Graduation came and went uneventfully, except for a moment around 1 PM when someone mentioned that the bell tower's timer might be "plus or minus 15 minutes" because he had been inebriated while setting it. The ceremony went until 1:28. About ten minutes went by with general merriment and relieved looks--no matter what happened now, short of a fire or some other really Bad Thing, we were off the hook.

A loud squeal, some static crackling, and the music began. It was glorious. Profanity blared across the world, courtesy of the most recent graduates of this august institution. From here on out, I have to admit that I was not present, but my retelling of James' words will have to do.

Maintenance, in true Groundskeeper Willie fashion, realized too late that a prank had been pulled. Two of the staff, previously collecting chairs from the lawn, sprinted upstairs. After unlocking the door to the trash room... nothing. The truss held. Bad words were uttered loudly. They went downstairs to their golf cart, drove across campus to their tool shed, and retrieved a circular saw, with which they removed the door from its hinges. Recall, of course, that the door opened inward, so its hinges were out of the way of mischief. The door was kicked down, and the keys for the Master Lock were found. Their lock, however, was now in Noxontown Pond. The new lock was removed with the circular saw--the hasp that the lock was in was simply removed from the door, violently. By the time they reached the top of the ladder, they were understandably pissed off. The first maintenance man up the ladder ripped the entire audio behemoth from its moorings and tossed it down the twenty foot shaft. The Class of 1997's stereo receiver became an expensive and fast-moving paperweight, and a good time was had by all.
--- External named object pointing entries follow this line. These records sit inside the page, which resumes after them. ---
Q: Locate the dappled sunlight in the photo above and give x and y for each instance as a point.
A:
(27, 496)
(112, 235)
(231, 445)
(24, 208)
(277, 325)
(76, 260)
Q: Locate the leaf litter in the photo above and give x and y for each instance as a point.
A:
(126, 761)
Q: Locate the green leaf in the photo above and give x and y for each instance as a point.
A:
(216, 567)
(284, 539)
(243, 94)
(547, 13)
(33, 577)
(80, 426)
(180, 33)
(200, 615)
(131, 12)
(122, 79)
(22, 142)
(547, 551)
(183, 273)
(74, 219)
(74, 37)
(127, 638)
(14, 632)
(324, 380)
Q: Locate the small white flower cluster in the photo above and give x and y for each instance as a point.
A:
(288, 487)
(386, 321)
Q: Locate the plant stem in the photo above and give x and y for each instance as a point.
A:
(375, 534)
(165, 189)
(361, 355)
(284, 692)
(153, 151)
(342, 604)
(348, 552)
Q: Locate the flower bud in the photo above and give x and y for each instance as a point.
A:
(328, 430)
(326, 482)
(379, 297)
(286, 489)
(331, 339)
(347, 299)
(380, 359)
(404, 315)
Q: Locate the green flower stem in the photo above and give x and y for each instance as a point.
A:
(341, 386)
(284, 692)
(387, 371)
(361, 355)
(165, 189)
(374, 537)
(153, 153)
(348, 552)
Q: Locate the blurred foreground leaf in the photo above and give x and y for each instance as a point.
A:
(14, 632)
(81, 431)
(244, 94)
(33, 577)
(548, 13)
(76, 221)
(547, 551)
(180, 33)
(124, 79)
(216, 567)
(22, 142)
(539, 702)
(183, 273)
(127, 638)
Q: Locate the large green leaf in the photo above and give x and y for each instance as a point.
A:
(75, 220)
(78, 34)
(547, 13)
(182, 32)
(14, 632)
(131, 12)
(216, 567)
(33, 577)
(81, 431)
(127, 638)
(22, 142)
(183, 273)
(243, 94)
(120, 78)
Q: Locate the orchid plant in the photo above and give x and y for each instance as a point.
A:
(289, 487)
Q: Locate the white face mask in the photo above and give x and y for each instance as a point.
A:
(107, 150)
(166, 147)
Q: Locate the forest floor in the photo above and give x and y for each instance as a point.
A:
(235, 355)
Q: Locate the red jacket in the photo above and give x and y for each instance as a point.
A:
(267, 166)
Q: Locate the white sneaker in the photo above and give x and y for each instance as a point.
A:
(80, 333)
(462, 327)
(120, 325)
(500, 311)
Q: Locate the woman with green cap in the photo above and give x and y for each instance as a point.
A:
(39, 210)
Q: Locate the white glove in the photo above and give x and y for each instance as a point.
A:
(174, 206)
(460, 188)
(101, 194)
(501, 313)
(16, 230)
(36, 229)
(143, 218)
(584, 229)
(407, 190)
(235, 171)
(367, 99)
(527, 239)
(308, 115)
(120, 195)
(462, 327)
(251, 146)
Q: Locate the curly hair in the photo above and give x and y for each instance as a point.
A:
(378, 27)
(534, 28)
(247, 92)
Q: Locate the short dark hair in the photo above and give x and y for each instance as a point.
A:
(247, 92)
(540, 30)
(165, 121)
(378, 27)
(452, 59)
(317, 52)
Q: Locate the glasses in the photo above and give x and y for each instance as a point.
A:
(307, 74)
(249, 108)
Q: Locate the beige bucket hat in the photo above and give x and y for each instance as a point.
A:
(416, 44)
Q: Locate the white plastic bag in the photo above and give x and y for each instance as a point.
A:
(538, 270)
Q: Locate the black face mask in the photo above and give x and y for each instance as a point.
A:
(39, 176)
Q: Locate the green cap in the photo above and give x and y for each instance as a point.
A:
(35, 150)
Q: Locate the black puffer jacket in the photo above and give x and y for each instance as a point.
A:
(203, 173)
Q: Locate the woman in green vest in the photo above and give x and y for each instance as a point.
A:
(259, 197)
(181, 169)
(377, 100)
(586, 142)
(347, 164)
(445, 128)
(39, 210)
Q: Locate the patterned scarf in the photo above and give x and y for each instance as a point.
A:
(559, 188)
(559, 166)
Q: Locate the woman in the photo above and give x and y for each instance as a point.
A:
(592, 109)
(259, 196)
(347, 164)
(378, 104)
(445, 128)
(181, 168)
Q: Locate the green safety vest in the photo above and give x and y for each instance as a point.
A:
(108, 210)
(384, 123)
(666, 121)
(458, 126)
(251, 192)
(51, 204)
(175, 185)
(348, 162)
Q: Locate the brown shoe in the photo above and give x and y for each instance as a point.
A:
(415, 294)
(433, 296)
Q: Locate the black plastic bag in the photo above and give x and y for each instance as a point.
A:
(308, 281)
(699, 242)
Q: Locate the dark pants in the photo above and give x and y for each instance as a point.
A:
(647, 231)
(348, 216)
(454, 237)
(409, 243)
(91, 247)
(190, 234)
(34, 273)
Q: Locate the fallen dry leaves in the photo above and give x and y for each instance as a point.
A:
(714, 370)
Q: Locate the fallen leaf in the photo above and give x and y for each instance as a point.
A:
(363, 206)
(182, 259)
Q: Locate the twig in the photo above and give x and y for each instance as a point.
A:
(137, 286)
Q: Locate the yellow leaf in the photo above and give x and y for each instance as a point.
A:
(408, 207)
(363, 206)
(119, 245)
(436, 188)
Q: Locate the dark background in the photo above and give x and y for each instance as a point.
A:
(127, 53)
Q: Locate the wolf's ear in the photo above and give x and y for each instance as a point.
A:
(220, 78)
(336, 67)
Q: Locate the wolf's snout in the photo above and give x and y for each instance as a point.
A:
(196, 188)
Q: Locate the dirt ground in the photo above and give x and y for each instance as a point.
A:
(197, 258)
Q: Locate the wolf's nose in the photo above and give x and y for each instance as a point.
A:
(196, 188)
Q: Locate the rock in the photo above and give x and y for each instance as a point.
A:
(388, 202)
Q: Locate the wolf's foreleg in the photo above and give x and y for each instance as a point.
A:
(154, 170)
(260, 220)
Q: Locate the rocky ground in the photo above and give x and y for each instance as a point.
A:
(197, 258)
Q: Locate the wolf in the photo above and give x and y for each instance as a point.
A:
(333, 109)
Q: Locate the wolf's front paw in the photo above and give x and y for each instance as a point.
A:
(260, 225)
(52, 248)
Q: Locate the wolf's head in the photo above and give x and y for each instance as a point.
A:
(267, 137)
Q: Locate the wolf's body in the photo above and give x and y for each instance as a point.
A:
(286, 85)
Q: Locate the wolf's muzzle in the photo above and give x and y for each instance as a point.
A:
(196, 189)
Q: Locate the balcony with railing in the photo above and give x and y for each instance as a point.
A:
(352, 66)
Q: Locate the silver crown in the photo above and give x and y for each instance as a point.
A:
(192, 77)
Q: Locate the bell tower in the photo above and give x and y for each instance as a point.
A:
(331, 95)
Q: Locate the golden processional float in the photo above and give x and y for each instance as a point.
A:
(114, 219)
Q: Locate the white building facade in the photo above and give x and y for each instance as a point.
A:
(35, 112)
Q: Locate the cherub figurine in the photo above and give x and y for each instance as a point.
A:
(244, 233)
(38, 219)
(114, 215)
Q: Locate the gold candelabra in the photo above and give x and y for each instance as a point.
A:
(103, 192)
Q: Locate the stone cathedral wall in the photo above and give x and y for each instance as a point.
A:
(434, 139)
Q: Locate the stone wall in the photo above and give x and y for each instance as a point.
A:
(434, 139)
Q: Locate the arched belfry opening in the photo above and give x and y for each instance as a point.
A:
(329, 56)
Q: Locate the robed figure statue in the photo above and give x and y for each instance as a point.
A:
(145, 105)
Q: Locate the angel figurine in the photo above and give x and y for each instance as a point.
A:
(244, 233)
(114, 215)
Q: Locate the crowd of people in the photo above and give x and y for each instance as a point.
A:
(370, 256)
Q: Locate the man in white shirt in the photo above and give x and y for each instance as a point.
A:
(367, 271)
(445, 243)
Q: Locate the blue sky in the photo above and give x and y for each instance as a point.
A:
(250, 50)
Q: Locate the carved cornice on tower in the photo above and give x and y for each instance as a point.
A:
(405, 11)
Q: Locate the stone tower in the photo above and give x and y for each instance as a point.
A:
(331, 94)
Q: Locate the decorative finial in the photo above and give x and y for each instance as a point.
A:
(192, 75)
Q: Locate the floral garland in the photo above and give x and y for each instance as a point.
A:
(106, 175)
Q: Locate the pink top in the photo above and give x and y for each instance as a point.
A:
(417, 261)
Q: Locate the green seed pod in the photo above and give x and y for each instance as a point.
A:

names may have been changed to protect the guilty

Postscript (2004) : about a year ago I went to an a cappella party with the Johns Hopkins Mental Notes after an alumni show. It had been almost eight years since I graduated, but here's the kicker. My E2 username is the nickname I went by in high school, and was also a friendly stage name I used in the Mental Notes. At the party after the show, a girl who had been in the audience came up to me and said, "You're Jurph, right? From St. Andrew's?" I admitted that I was that same Jurph. She laughed and said, "I can't believe it's really you! My roommate will be so jealous." It turns out her roommate at JHU went to St. Andrew's, and the girl to whom I was speaking went to one of the big New England schools like Andover. Apparently this node is slightly famous within the boarding schools of the northeastern United States, and I am now something of a minor celebrity, both for helping with the prank, and for bragging about it here.

I, as a member of the St Andrews's class of 2005, read this node in my searching for senior pranks. I quickly ran to the aforementioned "Dave's" office (yes, he works there to this day), who told me that the prank didn't turn out exactly as described. By hotwiring the receiver directly, they skipped the pre-amp necessary to make the speakers work correctly. Thus, the music being played would be sporratic and jarled. So I, as well as my friend (who I shall hesitantly refer to as "Dexter") took it upon ourselves to revive this prank correctly.

Three floors beneath the tower speakers lies the chapel. Dexter knew that behind a mysterious locked door was a machine that was programmed to play music at set times. If we could hijack the machine for graduation day only with a CD-alarm clock, we would be senior prank kings.

Problem 1: Getting into the back room.
As described before, keys were hard to come by. The school had recently changed all of its locks, so Dexter's key ring wouldn't work. We tried climbing through the rafters, but nothing led there. As we sat in the chapel one night, Dexter looked over to the oposite side of the room at the organ pipes. Upon closer examination, there was a door behind them! So, I squeezed myself between the pipes and the wall, heading towards the darkness. A minute later, I opened the door to the back room

Inside held a 70's-era machine, exactly as we thought. Unscrewed the back of the machine to find a series of circuit boards and input jacks (all mislabeled). The input jacks all were RCA-style, so our 1/8 inch test plug wouldn't work. We ran upstairs and grabbed a Gamecube from my friends room, the only thing we could think of with this type of output for audio. With friends positioned about campus with walkie-talkies to tell us if it was playing, we plugged in the Gamecube.
Silence. Damn.
Dexter and I decided to call it a night, swiping the owner's manual to read over the next day.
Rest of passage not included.